「森の学校」キョロロ周辺で確認されたヒメガガンボ科の昆虫が、その採集地にちなんで Dactylolabis kyororo という学名で新種記載されました。キョロロが十日町市産標本をもとに新種記載した昆虫として6種目となります。
1.論文概要
・出版雑誌:Zootaxa(動物分類学に関するニュージーランドの国際学術雑誌)
・出版日時:2023年11月22日
・論文タイトル:Taxonomic study of the genus Dactylolabis Osten Sacken, 1860 of Japan (Diptera: Limoniidae).(日本産コケヒメガガンボ属の分類学的研究(ハエ目:ヒメガガンボ科))
<論文URL https://www.biotaxa.org/Zootaxa/article/view/zootaxa.5375.2.4 >
・著者:Daichi Kato(十日町市立里山科学館 越後松之山「森の学校」キョロロ 加藤大智研究員)

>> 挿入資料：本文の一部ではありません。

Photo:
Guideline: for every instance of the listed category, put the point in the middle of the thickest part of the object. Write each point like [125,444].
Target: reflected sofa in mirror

・概要:日本産コケヒメガガンボ属の種はこれまで2種が知られていたが、日本全国で採集した標本や、アメリカのスミソニアン博物館に保存される標本などを調査した結果、新種1種を含む3種にまとめられた。新種となった1種は全国の調査のなかで、キョロロにおいて初めて確認された種で、その採集地にちなみ、学名をDactylolabis kyororoとして新種記載された。
2.今回の新種の概要
今回新種となったDactylolabis kyororo (和名:キョロロコケヒメガガンボ)はハエ目ヒメガガンボ科の昆虫で、2021年にキョロロの森の沢付近で初めて1個体が採集された。その後、2022年に新発田市で1個体、2023年にキョロロ敷地内で1個体が追加採集されている。これまで全国的に調査しているなかで、本種が確認されているのがキョロロを含む2地点のみである点から、希少度の高い種の可能性がある。これまでのキョロロの一連の新種発見により、里山の生物多様性の理解の深化につながることを期待する。